Well actually menus could be defined in ways very similar to regular
screens -- just provide menuing widgets. There's not too many different
kinds of menu items, really:

* Individual item (does something when selected)
* Submenu (displays submenu's contents when selected)
* Checkbox (turns something on or off when selected)
* Toggle (turns something on or off when selected, label in menu
toggles between two choices instead of a checkbox filling or
emptying)
* Value (increases or decreases, controls a value)

So you could just send something like this to the server to define your
menus (and let the server run it), or if a client really wants to it can
"take over" a display to do its menuing. Really I think if we make the
built-in menuing robust enough clients won't *need* to handle it.

Example:

> NEW MENU main_menu "XMMS Control"
< INFO: Menu created: main_menu "XMMS Control"
< INFO: Menu has no widgets, not displaying: main_menu
< INFO: Menu disabled: main_menu
> NEW MENU_WIDGET TOGGLE main_menu playbutton "Play" "Pause"
< INFO: Toggle created: main_menu playbutton "Play" "Pause"
< INFO: Menu has at least one widget. Enabling: main_menu
< INFO: Menu enabled: main_menu
> NEW MENU_WIDGET ITEM main_menu stop "Stop"
< INFO: Item defined: main_menu stop "Stop"
> NEW MENU_WIDGET VALUE main_menu Volume 0 100 0
< INFO: Value defined: main_menu Volume 0 100 0
> NEW MENU_DEFAULT main_menu playbutton
< INFO: Default defined: main_menu playbutton
> NEW MENU_WIDGET SUBMENU playlist "Playlist"
< INFO: Menu defined: playlist "Playlist"
< INFO: Menu has no widgets, not displaying: playlist
< INFO: Menu disabled: playlist
> NEW MENU_WIDGET ITEM playlist 1 "[Nine Inch Nails] The Fragile - Right
> (1999):
> Where is Every..."
< INFO: Item defined: playlist 1 "[Nine Inch Nails] The Fragile - Right
< (1999): Where is Every..."
< INFO: Menu 'playlist' has at least one widget. Enabling.
< INFO: Menu enabled: playlist

And so on. Then the client doesn't even have to worry in the slightest
about menu stuff until a user *does* something on it:

< INFO: Menu entered: main_menu
< INFO: Item selected: Play
< INFO: Value changed: Volume 1
< INFO: Value changed: Volume 2
...
< INFO: Value changed: Volume 100

(simulating a user hitting Play, then noticing the volume's at 0 for
reasons unknown, then scrolling up to 100)

> UPDATE MENU_WIDGET TOGGLE playbutton
< INFO: Toggle toggled: playstation "Pause"

(when a client wants to control/alter a menu itself)

> POPUP MENU main_menu
< INFO: Menu popped up: main_menu

(when a client wants to make its menu appear)

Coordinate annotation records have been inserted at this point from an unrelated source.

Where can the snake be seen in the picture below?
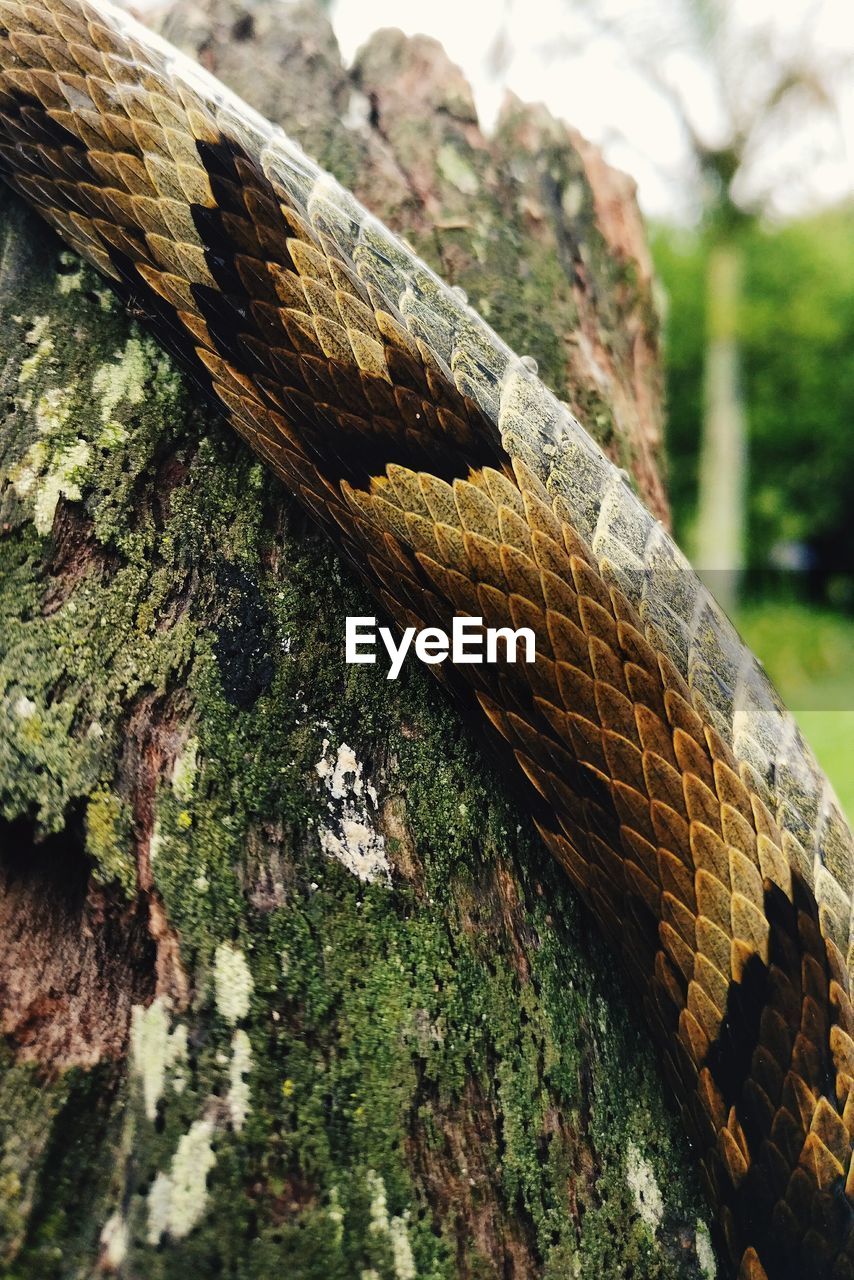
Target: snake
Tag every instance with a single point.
(660, 766)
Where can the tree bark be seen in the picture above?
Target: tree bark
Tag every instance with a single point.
(287, 983)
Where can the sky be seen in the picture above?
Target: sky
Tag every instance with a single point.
(551, 51)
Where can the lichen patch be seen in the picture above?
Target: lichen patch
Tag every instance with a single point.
(350, 835)
(644, 1188)
(158, 1054)
(392, 1229)
(704, 1251)
(232, 983)
(177, 1200)
(238, 1068)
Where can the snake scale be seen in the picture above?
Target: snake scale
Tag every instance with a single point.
(663, 772)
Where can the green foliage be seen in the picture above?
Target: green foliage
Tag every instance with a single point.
(797, 333)
(808, 656)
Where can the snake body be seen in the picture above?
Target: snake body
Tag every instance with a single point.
(663, 772)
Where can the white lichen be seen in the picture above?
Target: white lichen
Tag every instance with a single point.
(704, 1251)
(238, 1089)
(62, 481)
(156, 1052)
(392, 1229)
(114, 1242)
(232, 983)
(177, 1200)
(644, 1188)
(39, 337)
(124, 379)
(351, 836)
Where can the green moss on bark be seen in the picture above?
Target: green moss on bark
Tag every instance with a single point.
(429, 1075)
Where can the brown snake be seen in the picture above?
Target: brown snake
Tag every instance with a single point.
(665, 773)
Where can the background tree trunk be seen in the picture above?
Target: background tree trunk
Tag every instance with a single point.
(225, 1052)
(721, 499)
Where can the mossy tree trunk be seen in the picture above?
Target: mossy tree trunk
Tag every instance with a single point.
(287, 984)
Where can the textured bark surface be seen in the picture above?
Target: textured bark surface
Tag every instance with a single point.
(225, 1054)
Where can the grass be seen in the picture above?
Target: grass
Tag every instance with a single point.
(809, 656)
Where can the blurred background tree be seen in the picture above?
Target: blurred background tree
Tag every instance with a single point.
(738, 122)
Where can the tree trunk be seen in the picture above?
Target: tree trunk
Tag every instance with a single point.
(287, 984)
(724, 452)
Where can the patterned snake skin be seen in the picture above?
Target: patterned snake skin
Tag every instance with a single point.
(665, 773)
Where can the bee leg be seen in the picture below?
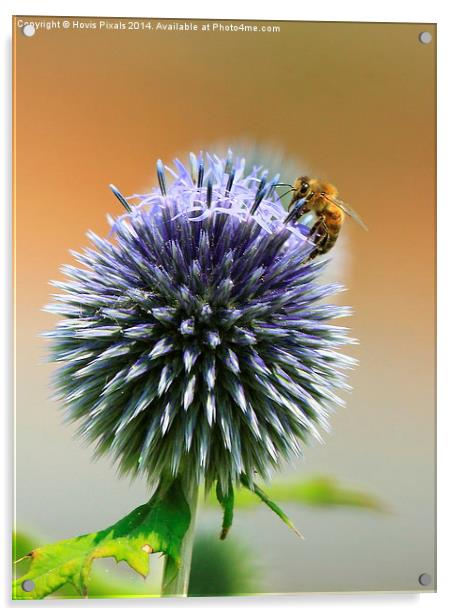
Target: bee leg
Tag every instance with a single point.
(319, 235)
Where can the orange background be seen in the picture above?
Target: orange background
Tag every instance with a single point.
(353, 103)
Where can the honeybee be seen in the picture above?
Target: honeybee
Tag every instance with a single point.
(321, 198)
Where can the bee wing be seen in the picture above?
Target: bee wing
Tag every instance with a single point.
(348, 210)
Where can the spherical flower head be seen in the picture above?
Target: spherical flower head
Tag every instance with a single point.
(194, 340)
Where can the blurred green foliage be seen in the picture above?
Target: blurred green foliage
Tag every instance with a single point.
(219, 568)
(222, 568)
(315, 492)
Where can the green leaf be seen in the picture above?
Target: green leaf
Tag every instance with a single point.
(156, 526)
(227, 503)
(271, 504)
(315, 492)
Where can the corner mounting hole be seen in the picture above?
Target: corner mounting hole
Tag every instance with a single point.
(424, 579)
(425, 38)
(28, 585)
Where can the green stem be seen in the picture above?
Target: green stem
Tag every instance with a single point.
(175, 579)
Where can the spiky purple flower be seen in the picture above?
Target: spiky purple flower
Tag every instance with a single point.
(194, 340)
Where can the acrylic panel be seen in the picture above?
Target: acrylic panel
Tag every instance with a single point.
(189, 367)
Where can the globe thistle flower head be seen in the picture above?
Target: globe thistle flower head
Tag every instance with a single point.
(194, 340)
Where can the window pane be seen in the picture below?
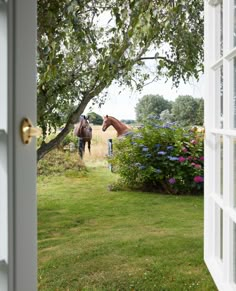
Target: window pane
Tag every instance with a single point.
(219, 232)
(221, 29)
(219, 98)
(234, 169)
(234, 93)
(234, 252)
(234, 22)
(219, 165)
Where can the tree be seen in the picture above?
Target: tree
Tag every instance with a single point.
(151, 105)
(95, 118)
(79, 57)
(166, 116)
(188, 111)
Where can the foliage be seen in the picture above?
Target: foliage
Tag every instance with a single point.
(92, 239)
(70, 138)
(161, 158)
(79, 55)
(128, 121)
(58, 162)
(166, 116)
(95, 118)
(151, 105)
(188, 111)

Does this sort of interaction seem reasonable? It seems a little
"verbose" but the menu creation stuff wouldn't happen more than a few
times in a client's life anyway.

There's some "priority" stuff to work out -- what if a high-priority
screen is running and another client at normal priority wants to pop up
a menu? I'm guessing it gets told where to stick it. :)

--
William W. Ferrell, System Administrator, Global Crossing Ltd.
950 17th St Ste 2200, Denver, CO 80202 1.303.223.0564

Public key available:
gpg --keyserver certserver.pgp.com --recv-key 7478FC7A

Alimony is like buying oats for a dead horse.